You are viewing a plain text version of this content. The canonical link for it is here.
Posted to dev@nutch.apache.org by Fuad Efendi <fu...@efendi.ca> on 2005/10/03 05:24:43 UTC

RE: BUG - > RobotRulesParser

OC-0.3.2
http://issues.apache.org/jira/browse/NUTCH-84

This patch also contains this bug,
      } else if ( (line.length() >= 6)
                  && (line.substring(0, 6).equalsIgnoreCase("Allow:")) )
{


- there is no any "Allow:" field in Robot's standard...



Also, please test with this multiline:


User-agent: ia_archiver
Disallow: /

User-agent: Googlebot-Image
Disallow: /

User-agent: Nutch
Disallow: /

User-agent: TurnitinBot
Disallow: /    





-----Original Message-----
From: Fuad Efendi [mailto:fuad@efendi.ca] 
Sent: Friday, September 30, 2005 1:23 AM
To: nutch-dev@lucene.apache.org
Cc: 'WebExpertsAmerica'
Subject: BUG - > RobotRulesParser


I noticed this code in protocol-http & protocol-httpclient plugins:

      } else if ( (line.length() >= 6)
                  && (line.substring(0, 6).equalsIgnoreCase("Allow:")) )
{


However, according to the original 1994 protocol description, there is
NO "Allow:" field.

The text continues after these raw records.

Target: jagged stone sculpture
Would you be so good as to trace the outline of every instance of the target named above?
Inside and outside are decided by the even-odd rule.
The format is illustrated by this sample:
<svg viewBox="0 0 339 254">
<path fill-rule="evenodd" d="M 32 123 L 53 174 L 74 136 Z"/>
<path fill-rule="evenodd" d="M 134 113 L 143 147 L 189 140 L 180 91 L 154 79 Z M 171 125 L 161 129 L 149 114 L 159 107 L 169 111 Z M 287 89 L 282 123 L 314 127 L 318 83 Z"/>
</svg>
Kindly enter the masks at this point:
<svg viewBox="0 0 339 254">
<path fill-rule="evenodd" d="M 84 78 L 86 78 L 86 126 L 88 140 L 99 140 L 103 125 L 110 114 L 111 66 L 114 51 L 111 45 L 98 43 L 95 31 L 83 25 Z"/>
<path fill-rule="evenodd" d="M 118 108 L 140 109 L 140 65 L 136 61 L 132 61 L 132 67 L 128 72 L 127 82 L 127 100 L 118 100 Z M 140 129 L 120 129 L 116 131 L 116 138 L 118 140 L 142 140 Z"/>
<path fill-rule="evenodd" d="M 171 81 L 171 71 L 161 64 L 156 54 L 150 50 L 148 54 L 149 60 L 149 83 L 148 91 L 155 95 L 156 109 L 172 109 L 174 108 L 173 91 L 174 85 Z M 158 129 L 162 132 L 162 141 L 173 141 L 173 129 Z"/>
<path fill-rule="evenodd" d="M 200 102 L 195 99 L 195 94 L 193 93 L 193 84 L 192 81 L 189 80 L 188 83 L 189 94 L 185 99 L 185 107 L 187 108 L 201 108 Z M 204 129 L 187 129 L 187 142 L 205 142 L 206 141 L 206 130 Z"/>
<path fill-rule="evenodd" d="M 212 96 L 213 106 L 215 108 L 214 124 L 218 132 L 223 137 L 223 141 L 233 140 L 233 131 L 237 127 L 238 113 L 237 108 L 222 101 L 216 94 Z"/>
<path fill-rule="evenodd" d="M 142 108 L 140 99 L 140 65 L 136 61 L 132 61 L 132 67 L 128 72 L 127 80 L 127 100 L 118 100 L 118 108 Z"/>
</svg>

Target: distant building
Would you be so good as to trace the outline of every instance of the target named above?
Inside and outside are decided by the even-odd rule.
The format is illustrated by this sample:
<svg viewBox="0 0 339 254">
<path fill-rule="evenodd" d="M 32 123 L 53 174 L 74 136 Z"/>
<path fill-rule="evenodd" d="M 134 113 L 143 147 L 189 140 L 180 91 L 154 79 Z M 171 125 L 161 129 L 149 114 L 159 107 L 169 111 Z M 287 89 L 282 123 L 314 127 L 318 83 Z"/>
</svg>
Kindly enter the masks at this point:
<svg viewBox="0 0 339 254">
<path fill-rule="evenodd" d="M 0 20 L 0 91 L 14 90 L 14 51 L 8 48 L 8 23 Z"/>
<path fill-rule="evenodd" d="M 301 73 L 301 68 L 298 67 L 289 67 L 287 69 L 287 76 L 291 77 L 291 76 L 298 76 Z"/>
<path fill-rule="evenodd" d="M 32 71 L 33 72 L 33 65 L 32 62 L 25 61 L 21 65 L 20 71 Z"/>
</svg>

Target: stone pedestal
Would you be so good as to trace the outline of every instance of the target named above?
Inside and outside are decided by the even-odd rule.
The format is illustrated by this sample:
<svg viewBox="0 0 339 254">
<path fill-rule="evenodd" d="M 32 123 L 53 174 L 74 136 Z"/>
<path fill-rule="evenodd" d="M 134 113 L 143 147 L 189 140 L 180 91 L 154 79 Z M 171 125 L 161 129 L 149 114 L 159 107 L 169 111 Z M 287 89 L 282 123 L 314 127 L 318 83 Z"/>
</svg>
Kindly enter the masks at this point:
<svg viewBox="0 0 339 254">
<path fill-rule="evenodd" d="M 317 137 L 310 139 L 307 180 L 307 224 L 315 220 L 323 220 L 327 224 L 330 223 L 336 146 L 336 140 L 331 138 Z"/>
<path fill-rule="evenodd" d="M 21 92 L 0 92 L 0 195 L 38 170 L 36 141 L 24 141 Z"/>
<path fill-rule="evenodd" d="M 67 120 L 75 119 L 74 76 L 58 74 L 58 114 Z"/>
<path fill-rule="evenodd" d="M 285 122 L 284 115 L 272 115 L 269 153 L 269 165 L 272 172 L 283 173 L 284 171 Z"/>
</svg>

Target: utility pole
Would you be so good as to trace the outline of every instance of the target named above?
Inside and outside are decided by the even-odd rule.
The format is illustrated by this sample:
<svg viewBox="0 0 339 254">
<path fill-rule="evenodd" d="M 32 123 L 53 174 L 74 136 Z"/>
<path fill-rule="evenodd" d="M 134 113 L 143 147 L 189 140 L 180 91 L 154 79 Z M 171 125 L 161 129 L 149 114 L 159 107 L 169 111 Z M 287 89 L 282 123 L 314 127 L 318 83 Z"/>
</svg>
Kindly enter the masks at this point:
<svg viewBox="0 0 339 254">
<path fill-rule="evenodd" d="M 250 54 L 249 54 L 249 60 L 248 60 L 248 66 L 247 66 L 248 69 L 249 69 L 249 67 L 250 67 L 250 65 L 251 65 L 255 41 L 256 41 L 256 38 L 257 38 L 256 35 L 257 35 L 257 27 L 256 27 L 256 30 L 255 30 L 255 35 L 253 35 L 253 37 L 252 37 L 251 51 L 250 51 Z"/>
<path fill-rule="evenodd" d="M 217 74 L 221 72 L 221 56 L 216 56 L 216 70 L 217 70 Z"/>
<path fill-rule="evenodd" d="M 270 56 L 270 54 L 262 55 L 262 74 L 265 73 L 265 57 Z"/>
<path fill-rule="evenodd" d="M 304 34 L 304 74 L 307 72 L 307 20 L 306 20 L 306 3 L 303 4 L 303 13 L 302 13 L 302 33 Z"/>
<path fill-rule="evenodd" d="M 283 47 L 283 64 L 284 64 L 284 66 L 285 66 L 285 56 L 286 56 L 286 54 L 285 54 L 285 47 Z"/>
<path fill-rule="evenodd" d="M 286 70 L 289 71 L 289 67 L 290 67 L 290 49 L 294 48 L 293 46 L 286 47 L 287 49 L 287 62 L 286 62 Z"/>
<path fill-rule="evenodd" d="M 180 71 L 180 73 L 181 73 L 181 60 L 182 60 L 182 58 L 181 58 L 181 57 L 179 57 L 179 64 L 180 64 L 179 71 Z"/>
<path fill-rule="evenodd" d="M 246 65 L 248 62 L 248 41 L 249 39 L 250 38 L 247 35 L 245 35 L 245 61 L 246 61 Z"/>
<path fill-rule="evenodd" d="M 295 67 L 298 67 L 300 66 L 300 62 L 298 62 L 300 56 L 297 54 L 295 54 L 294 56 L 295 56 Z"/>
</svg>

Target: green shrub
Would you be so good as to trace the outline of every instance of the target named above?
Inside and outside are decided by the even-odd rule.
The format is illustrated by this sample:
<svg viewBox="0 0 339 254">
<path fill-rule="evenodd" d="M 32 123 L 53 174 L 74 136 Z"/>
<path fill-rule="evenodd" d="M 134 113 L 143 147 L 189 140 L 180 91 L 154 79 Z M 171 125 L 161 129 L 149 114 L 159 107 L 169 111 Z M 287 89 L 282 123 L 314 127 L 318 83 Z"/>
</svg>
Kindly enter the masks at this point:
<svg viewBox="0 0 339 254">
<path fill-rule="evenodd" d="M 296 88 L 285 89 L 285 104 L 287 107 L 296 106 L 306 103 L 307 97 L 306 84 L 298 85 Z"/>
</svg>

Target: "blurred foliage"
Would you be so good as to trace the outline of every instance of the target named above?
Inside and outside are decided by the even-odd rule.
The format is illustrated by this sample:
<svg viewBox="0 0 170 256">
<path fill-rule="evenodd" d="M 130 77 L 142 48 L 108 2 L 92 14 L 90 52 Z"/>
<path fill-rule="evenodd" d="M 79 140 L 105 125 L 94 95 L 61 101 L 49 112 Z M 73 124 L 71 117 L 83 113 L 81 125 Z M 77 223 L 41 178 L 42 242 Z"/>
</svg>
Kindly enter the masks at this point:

To allow, simply use "Disallow:  ".
http://www.robotstxt.org/wc/norobots.html

Please, try to test with www.newegg.com/robots.txt
- their site has this:
User-agent: *
Disallow: 

And Nutch does not work with New Egg, but it should!

Sorry guys, I don't have enough time to double-ensure, could you please
verify all this...

I noticed strange discussion at nutch-agent:lucene.apache.org, it seems
that we need to test ......./robots.txt

User-agent: ia_archiver
Disallow: /

User-agent: Googlebot-Image
Disallow: /

User-agent: Nutch
Disallow: /

User-agent: TurnitinBot
Disallow: /    


- everything according to standard protocol. Can you retest please
whether it works with multiline? It's a standard!

I see this in code:
   StringTokenizer tok = new StringTokenizer(agentNames, ",");
 
Comma separated? It's not accepted standard yet...

Sorry WebExpertsAmerica, I really didn't have any time to make any
test...

Please do not execute tests against production sites.
Thanks!